Search ads are evolving with AI, not dying from it
Here's what's actually happening: search ads are integrating into AI experiences, not being replaced by them. Google launched AI Overviews (Gemini-powered snippets at the top of search results) in May 2024. While you might think this means nobody clicks the ads below, Google shared in recent earnings calls that these AI-enhanced pages "monetize at roughly the same rate" as traditional search results. Plus, AI Overviews are now starting to embed search ads directly in the US.
Google's also launched new AI Max for Search Campaign that expand keyword coverage into these AI Overviews, with early beta testing showing a 14% lift in conversions at steady cost per acquisition (CPA). Even Perplexity started experimenting advertising in late 2024, and the company confirmed that monetisation experiments will broaden as it scales.

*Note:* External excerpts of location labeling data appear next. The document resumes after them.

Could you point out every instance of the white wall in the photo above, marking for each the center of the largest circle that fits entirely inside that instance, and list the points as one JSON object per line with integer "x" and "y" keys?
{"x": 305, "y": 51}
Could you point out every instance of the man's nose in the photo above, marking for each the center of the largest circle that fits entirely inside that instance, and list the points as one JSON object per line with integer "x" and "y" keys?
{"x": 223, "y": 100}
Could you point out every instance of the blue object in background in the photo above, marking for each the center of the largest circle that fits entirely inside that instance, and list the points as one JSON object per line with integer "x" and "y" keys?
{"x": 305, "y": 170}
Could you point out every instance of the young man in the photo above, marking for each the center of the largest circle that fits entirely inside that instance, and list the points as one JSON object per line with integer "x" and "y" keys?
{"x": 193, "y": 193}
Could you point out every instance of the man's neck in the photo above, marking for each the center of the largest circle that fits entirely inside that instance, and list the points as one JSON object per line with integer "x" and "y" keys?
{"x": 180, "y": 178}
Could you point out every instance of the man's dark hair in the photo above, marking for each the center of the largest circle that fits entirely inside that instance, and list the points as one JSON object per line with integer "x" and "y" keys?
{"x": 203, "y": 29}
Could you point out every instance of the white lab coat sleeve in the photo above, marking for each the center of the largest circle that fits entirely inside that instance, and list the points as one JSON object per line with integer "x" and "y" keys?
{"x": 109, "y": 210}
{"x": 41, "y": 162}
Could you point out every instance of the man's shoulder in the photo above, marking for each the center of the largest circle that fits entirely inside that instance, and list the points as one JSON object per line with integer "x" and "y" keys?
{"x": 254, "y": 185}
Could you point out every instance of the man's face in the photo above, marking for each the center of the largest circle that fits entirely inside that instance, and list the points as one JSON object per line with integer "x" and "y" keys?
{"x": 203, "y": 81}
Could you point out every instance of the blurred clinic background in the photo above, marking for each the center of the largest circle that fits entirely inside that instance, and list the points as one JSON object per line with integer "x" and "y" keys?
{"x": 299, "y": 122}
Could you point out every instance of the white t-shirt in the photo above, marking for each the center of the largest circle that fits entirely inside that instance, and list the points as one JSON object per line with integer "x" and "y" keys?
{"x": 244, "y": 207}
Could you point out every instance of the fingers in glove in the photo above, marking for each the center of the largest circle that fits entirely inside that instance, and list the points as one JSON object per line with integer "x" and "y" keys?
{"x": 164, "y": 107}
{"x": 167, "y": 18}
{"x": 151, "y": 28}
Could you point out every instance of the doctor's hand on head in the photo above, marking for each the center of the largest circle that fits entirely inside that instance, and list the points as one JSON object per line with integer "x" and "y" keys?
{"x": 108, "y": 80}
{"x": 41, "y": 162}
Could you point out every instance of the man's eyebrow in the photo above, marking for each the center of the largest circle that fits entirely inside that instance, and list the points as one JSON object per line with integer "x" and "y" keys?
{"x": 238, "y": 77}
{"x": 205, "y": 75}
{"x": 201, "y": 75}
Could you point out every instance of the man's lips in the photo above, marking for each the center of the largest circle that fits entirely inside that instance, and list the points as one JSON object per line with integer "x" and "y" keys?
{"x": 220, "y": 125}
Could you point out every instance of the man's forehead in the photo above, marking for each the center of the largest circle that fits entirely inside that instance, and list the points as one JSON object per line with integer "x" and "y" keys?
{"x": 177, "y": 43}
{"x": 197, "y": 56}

Far from shrinking, the search advertising ecosystem keeps growing:
- Google now processes over 5 trillion searches annually (up from 2 trillion in 2016)
- Google.com remains the world's most-visited site with ~81 billion monthly visits (SimilarWeb)
- Google's "Search & Other" revenue hit $50.7 billion in Q1 2025, up 10% year-over-year
- Statista projects that ad spending is anticipated to demonstrate an annual growth rate (CAGR 2025-2029) of 8.30%, leading to a projected market volume of US$483.55bn by 2029
The real question isn't "if" but "how"
The search landscape has undeniably changed. But that doesn't mean search advertising is going away, it's relocating and evolving within AI-enhanced experiences. Instead of abandoning search ads, the important question becomes: how can our search ad strategies stay competitive in this new user behavioural landscape?